Historically, military organizations have had to find occasions for ethical renewal. This arguably happened in the 17th century during what had become known as the “Military Revolution.” in the nineteenth century with written international rules on armed conflict, and following World War II and Nuremberg, with the advent of UN Forces and peacekeeping operations. (See my Soldiers and Civilization: How the Profession of Arms Thought and Fought the Modern World into Existence (Annapolis: USNI Press, 2017.) In a recent New York Times article (“Rebooting the Ethical Soldier,” NYT 16 July), retired Air Force Major General Robert H. Latiff argues that the rise of new warfare technologies calls for such a renewal, lest killing become too easy and automatic.
The other night, while my wife was at book club, I ran a recording of the movie Fail-Safe that was shown on TCM a few nights ago. The film has worn well. The acting by the likes of Henry Fonda, Walter Matthau, and a very young Larry Hagman is excellent, as are the direction by Sidney Lumet and a script that follows the novel by Eugene Burdick and Harvey Wheeler closely. Its themes of brinksmanship and over-reliance on technology have renewed relevance in the era of AI and other technologies.
For me, the character of Brigadier General “Blackie” Black, played by distinguished actor Dan O’Herlihy, is one of the most unforgettable parts of the film. His may not be the star role (that likely goes to Fonda) but the film begins and ends with him, and it is his sensibility and thoughts that give the film its main gravitas.
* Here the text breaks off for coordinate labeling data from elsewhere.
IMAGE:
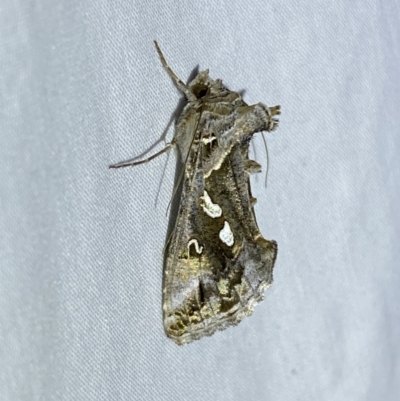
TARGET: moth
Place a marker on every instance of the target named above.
(217, 263)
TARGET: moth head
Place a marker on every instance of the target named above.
(202, 85)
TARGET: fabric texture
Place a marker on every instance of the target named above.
(81, 86)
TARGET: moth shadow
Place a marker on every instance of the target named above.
(178, 179)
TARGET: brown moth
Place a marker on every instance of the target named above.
(217, 263)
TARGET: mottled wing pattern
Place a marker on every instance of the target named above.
(217, 263)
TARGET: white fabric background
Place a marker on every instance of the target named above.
(81, 86)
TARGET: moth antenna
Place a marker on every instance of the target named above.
(266, 152)
(132, 162)
(179, 83)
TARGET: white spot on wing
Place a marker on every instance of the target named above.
(199, 249)
(212, 209)
(226, 235)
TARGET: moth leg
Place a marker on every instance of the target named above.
(133, 162)
(181, 86)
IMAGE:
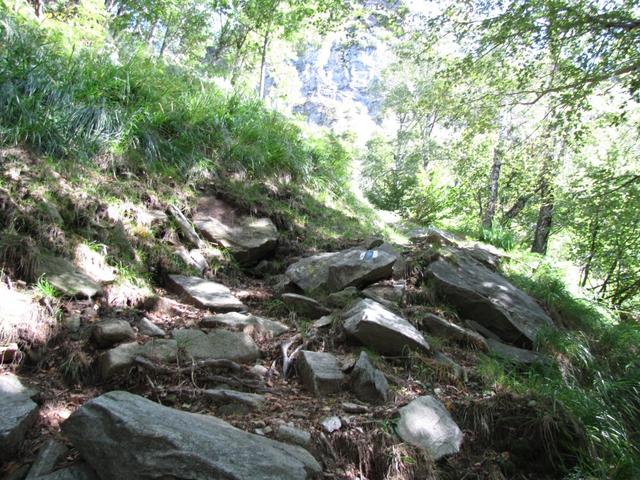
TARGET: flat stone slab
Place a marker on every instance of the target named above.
(206, 294)
(251, 324)
(249, 239)
(109, 332)
(486, 297)
(443, 328)
(427, 424)
(304, 306)
(17, 414)
(368, 383)
(375, 326)
(513, 354)
(218, 344)
(332, 272)
(122, 357)
(320, 372)
(125, 436)
(64, 276)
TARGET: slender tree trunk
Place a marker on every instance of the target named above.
(494, 181)
(263, 65)
(165, 41)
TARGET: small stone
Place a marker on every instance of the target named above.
(350, 407)
(320, 372)
(292, 435)
(304, 306)
(331, 424)
(147, 327)
(110, 332)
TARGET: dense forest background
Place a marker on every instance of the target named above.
(515, 122)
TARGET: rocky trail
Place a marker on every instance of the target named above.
(332, 365)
Fail-Safe begins with his dream of a bull being flayed in an arena while he watches helpless and horrified from the stands. He wakes in his New York apartment and wakes his sleeping wife, telling her that he is worried about the work he is doing, and even considering resigning from the service, in part to make his recurring dream go away.
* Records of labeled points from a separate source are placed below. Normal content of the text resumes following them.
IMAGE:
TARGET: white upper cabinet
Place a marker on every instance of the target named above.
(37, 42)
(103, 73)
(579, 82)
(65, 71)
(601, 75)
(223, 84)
At a meeting later that day with the new Defense Secretary and a roomful of other generals and officials, Black is a dissenting voice. He’s obviously worried about the normalizing of nuclear war, arguing against the glib abstractions of the defense intellectual played by Matthau and the rather unimaginative pragmatism of some of the senior generals. Suddenly, the electronic board on the wall of the room depicts an American bomber squadron that has erroneously proceeded beyond its Fail-Safe point and is now on its way to bomb Moscow. This has been caused by a failure of the technology that was not caught in time by the human chain of command. Many efforts to prevent this attack, some finally undertaken in uneasy cooperation with the Russians, are tried without success, and the president, played by Fonda, is forced to make a tragic decision. (I’ll try not to give the ending away, in case anyone, maybe younger readers, is unfamiliar with the plot.) Black, an old schoolmate of the president’s, is the man selected to carry out his order, after which Black commits suicide.
Black embodies some of the traits of the ideal (or idealized) officer-as-strategist I’ve outlined in recent writings. It is interesting that he is a one-star general among the four-stars and their equivalents in the Washington War Room. This suggests that he is closer to the realities of armed conflict of which some of the higher-ups have lost sight. He still flies, and in fact it is his ability as a flier that earns him his final, tragic mission. A picture of a WWII flight crew in his bedroom indicates that he is a combat veteran. Black’s understanding of the the nature of war, and his imaginative ability to grasp the awfulness of nuclear war are terrible burdens. Matthau’s Professor Groteschele says the he is a “political scientist, not a poet.” He appears to have insulated himself from the consequences of nuclear war, and reduced it to a game of numbers and political abstractions, but he has also fallen for the dark fascination of mass destruction. Another character says, “No one is responsible,” but Black has assumed the responsibility for war on himself. He bears responsibility even for a conflict he has done his professional, personal best to avoid.
In this, Black is embracing an old-fashioned code of honor and personal responsibility that distinguishes him from the “organization men” the technocrats and bureaucrats. He is also showing the way for an updated professional code, one as concerned with the preservation of peace as with the successful application of armed force.
Fail-Safe is a great old movie. The 1962 novel and the 2000 film version with Harvey Keitel as General Black aren’t bad either. It may be time to press them into service for the training of cadets and officers. They could make fine texts for discussion, of which I have likely only scratched the surface. A soul as well as a brain is required for strategic thought, and advanced technology isn’t the only contemporary challenge. The strategic challenges of our time are surely exacerbated by a chief executive of uncertain judgment, limited understanding, and doubtful soul.